Il contesto non fa l’immagine. E’ facile trovare ceti benestanti che comprano nelle grandi strutture commerciali, e ceti bassi che spendono per un’idea di lusso. C’è molto da inventare non solo in termini di creatività del segnale di comunicazione, ma anche nel dove e come fare comunicazione, senza dispersioni economiche, misurandone l’efficacia. Nessuno compra qualcosa per sentirsi peggio: il mondo è pervaso di immagini, ma anche l’azienda più piccola, più leggera deve farsi conoscere. La comunicazione, la distribuzione di qualsiasi prodotto deve tener conto di un miglioramento della qualità visiva di colui che riceve il messaggio. E’ un valore aggiunto irrinunciabile.

C’è bisogno di idee nuove, di nuove intuizioni che aiutino l’ossatura portante del paese (piccolissime, piccole e medie imprese) ad essere visibili. I conti tornano se matura l’idea che l’identità di un’azienda va espressa e comunicata in tutte le sue componenti. Bisogna prevedere le velocità dei cambiamenti, senza ripiegarsi su se stessi. Il mondo sta cambiando: se alla paura imprenditoriale si sostituisce la voglia di crescere con passi calibrati, si rianimano le aziende.

Ecco la comunicazione tanto decantata, il marketing. Intuire dove vanno i consumi, e incoraggiare tutti i piccoli passi. L’immagine di un’azienda non è una sola cosa, ma l’insieme dei comportamenti di un’azienda verso l’esterno. Dalla gentilezza del centralino, alle forze di vendita, alla posizione stessa del prodotto. Oggi, anche un medicinale si mette il vestito buono.

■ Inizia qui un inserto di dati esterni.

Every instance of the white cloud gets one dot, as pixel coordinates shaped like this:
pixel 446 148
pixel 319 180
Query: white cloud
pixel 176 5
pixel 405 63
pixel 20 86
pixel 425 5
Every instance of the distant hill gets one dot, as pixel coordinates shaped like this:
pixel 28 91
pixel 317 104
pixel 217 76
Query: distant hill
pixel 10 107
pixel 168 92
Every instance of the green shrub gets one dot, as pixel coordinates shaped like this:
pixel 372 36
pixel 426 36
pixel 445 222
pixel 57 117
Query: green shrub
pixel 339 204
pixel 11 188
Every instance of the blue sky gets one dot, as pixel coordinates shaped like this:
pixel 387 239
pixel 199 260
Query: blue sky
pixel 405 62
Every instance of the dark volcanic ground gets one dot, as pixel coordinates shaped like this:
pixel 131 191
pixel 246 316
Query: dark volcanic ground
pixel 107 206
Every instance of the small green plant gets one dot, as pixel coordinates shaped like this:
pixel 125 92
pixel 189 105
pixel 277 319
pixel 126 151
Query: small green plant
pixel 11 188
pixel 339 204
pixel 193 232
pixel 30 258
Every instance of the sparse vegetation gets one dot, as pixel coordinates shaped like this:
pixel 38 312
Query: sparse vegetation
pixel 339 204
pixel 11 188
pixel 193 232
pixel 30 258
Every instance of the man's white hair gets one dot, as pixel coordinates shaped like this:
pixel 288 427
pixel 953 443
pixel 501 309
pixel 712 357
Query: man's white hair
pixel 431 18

Se la battaglia rimane sul prezzo, grandi catene saranno sempre più in grado di fare un centesimo in meno. E ci sarà sempre qualcuno che compra un piccolo sogno. Magari attraverso un prodotto semplice esplicitato nella promessa di qualcos’altro. E qui serve pazienza, fiducia verso gli operatori seri della comunicazione e la presa a cuore delle realtà. Grandi, piccole e medie imprese, non possono più prescindere dal comunicare all’esterno la loro esistenza.

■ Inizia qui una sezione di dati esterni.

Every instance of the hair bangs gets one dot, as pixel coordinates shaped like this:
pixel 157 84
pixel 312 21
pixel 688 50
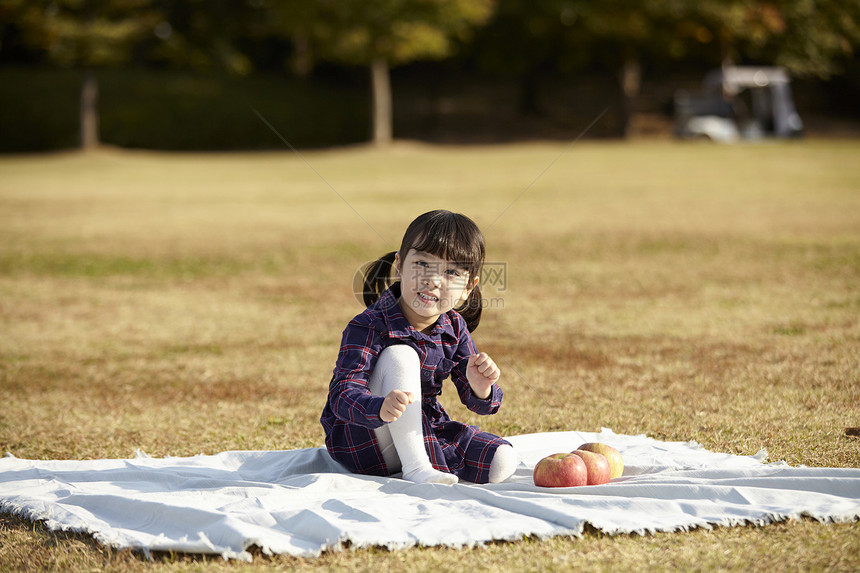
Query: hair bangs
pixel 449 236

C’è bisogno di una riflessione anche da parte degli addetti alla comunicazione e al marketing (sempre più vicine). Non si vende a terzi il proprio sapere, si vende ad aziende che diventano partner l’ottimizzazione delle risorse. In un raporto di dialogo che faccia tener di conto agli imprenditori, massimizzi le loro risorse, e consapevolmente gli avvii o li traghetti nella comunicazione.

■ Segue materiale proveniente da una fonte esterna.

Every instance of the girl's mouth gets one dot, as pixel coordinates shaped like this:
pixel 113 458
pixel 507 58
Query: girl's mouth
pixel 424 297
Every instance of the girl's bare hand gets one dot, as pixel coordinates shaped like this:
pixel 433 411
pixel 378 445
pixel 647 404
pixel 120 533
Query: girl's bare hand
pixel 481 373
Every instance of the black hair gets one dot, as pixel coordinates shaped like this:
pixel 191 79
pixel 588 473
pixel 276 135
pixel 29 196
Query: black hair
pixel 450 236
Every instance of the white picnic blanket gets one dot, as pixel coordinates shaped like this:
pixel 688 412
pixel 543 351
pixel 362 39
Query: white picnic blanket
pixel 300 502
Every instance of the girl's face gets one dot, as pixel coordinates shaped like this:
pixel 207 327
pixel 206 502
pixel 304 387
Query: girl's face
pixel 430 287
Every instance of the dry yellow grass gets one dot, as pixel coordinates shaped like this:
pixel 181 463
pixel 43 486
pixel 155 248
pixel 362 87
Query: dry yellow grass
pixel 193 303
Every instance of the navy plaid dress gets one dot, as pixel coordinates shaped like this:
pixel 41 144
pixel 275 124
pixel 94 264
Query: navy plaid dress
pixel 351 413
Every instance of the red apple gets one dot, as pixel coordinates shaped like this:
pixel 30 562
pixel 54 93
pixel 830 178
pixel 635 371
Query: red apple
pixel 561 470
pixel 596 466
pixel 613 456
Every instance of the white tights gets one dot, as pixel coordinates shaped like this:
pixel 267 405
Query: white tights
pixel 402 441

Basta dunque con le agenzie di pubblicità che vendono una pagina pur di inseguire le intuizioni dell’imprenditore. La comunicazione necessità di strategie, di competenze, e di metri di misura calibrati sulla specificità di ciascuna azienda.
Ogni azienda sembra uguale. Non è vero. Ogni azienda è per storia, per circostanze un elemento di unicità con la quale stringere rapporti nel rispetto delle reciproche competenze. Non serve una buona immagine, un buon marketing, ma un’immagine buona, un marketing buono, consapevoli che con l’azienda si deve creare un sodalizio, e che più procede l’azienda, più è soddisfacente l’impegno dei consulenti.

Capire, conoscere l’azienda, e andarci passo passo… Questo è l’unico futuro che può togliere agli imprenditori già affannati dal quotidiano il problema della visibilità, del lavoro, in una concezione nuova. In una nuova concezione della consulenza che con una parola fuori moda si può dire “etica professionale”. Ce n’è bisogno.

“Quando non riesci a risolvere un problema, esci dal problema”.